Stefano Righetti, cover di Ecoinciviltà
Stefano Righetti, cover di Ecoinciviltà

Un libro che meriterebbe di essere letto da tutti sotto l’ombrellone, in montagna, dove vi pare, dovrebbe diventare il tormentone dell’estate come un motivetto musicale. Ho letto tutto d’un fiato in treno, dal cellulare dove l’avevo scaricato, il pamphlet del filosofo Stefano Righetti, ECOINCIVILTA’. La ragione ecologica spiegata all’umanità civile. Condivido ogni parola del libro che assomiglia a un antico discorso di un filosofo dell’Antica Roma tipo Catone l’Uticense, che fustigava la società rammollita e incosciente dei suoi tempi in nome del recupero degli antichi e severi costumi (mores). Il linguaggio è incalzante, letterario, a tratti volutamente prosaico, in modo da non risparmiare con frasette metaforiche e melense la realtà dei fatti in cui siamo immersi fino al collo come in una melma agglutinante.

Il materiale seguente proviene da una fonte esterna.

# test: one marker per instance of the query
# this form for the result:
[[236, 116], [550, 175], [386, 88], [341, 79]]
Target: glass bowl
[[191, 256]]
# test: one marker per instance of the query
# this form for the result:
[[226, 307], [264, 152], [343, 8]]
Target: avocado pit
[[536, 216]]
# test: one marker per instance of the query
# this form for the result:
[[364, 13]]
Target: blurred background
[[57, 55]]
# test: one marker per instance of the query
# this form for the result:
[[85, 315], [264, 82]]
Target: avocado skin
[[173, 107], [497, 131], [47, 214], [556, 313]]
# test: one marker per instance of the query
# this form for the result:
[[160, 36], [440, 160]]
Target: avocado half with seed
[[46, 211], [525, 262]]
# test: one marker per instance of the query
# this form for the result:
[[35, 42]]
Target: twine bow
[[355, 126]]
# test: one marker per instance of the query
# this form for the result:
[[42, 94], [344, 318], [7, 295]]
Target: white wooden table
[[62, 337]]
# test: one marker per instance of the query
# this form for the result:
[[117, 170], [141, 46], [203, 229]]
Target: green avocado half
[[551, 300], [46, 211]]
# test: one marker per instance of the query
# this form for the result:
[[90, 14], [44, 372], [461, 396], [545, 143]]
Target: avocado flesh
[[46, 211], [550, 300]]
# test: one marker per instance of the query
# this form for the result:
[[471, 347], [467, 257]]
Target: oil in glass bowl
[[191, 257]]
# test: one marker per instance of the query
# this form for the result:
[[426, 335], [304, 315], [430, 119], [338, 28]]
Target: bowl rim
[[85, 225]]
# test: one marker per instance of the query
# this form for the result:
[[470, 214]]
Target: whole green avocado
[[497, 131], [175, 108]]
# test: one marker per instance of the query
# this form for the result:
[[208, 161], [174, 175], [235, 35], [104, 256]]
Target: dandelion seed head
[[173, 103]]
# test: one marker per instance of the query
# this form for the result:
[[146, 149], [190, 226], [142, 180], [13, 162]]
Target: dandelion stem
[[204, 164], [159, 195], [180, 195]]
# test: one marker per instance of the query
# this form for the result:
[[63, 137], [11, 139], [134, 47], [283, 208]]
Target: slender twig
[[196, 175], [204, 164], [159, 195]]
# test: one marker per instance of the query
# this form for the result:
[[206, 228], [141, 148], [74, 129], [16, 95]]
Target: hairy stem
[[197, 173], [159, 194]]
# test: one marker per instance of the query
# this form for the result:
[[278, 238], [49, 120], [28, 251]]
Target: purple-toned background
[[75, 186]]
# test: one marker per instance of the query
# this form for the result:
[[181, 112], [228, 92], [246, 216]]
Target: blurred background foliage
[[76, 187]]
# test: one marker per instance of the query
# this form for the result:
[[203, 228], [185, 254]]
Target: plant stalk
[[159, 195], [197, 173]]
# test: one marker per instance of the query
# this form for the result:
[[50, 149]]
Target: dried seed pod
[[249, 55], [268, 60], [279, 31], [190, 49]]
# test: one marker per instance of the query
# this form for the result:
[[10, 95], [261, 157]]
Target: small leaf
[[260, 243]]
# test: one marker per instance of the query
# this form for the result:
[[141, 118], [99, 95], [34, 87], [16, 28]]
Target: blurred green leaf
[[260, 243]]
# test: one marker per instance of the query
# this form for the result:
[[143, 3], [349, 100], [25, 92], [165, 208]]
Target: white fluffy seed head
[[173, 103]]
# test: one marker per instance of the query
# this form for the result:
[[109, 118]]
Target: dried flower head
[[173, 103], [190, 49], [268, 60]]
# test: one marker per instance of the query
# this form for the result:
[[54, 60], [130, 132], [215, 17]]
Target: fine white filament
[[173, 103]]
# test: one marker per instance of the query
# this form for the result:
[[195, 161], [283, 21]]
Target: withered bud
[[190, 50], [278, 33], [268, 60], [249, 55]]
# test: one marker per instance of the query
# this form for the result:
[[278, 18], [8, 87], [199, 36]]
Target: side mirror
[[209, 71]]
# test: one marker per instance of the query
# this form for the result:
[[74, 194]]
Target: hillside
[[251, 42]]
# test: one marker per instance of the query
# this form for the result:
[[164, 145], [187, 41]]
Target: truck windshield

La sistematizzazione di Stefano Righetti

In un modo o nell’altro siamo già al corrente di tutti i mali che affliggono la nostra “società civile”: l’inquinamento dovuto agli allevamenti intensivi, ai pesticidi delle piante; lo sfruttamento del petrolio e del carbone che produce gas letali per l’ambiente; le conseguenze che arrivano al distruttivo riscaldamento globale; il passaggio dal ferro e l’acciaio alla plastica negli anni Settanta che avvelena le acque. Quel che mancava era una sistemazione filosofica che mettesse disinvoltamente in fila questi fatti. In primo luogo sottoponendoli al paradigma culturale occidentale in cui da secoli è incardinata l‘umanità civile: il Tempo, il Divenire, l’ossessione di andare al di là. Un al di là però che non ha più nulla di spirituale, ma di immateriale sì, di virtuale come il denaro.

Tutto dal punto di vista filosofico non vale per sé, ma in quanto funzione sottomessa al volere (volontà di potenza di nietzschiana memoria) dell’uomo. Questa apparentemente semplice constatazione ha in realtà alla base un articolato percorso preparatorio che deriva dai due libri antecedenti del filosofo: Etica dello spazio. Per una critica ecologica al principio della temporalità nella produzione occidentale (2015) e La ragione ecologica. Saggi intorno all’etica dello spazio (2017). Un percorso che inverte la rotta e propone un nuovo paradigma: lo spazio ed il rispetto della natura come alterità feconda rispetto all’uomo.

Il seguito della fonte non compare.